I wish I could be writing and telling you that I lost all this weight this week, and that I was feeling better this morning. But unfortunately, I can't shake this mood, and I am NOT happy with what came up on the scale today. I weighed in .7 pounds down for a total of 29.5 pounds down in 65 days.
I know what everyone is going to say, "Bethany, you've lost 29.5 pounds!!!". I am happy with that number, please don't take my bad mood as me being unhappy about losing 29.5 pounds. However, I am just not happy to lose less than 1 pound in one week.

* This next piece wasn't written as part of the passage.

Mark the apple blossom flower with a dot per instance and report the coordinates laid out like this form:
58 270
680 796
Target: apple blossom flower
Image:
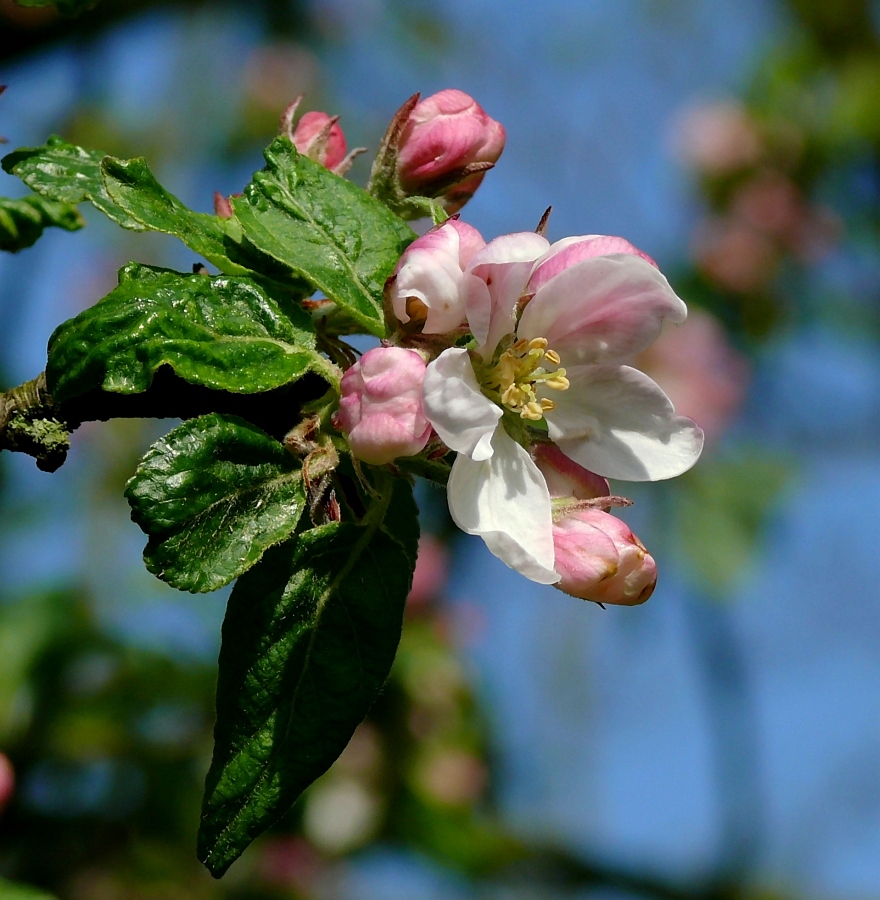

I think it is time to go back to the gym no matter what. I guess I will just need to suck it up and try the bike again. I just can't stand this not going anymore. I know I will need to be more careful, but .7 every week is just not going to cut it in my book. I NEED to be putting in harder work to get better results. I know I am capable of more, because I have seen more in weeks previous.
On a different note, I think what has me feeling so down lately is that I feel very stuck. Granted I know changes are happening, I am feeling more stuck than ever. I think what it really is, is that I haven't seen any real physical changes in a couple weeks and it is starting to really weigh on me. I expect these great changes to happen and then nothing is happening. I look in the mirror and I am still that same person I was two weeks ago, and sometimes I look in the mirror and I feel like nothing has changed at all.
I know that I am sounding really sorry for myself right now, but I'm not. I am trying my best to take this attitude and do something about it, but it is very difficult. I just need to find that internal motivation to keep moving and I am having to dig deeper than I have in a very long time to do that. I mean.... .7 pounds in one week should be motivation enough to kick my butt into the gym and to go even harder. So hopefully this will jump start me ASAP!
I am going to leave you all there. I still have to get ready for work, and try to cheer up enough to be happy at work. I hope you all have an excellent Friday.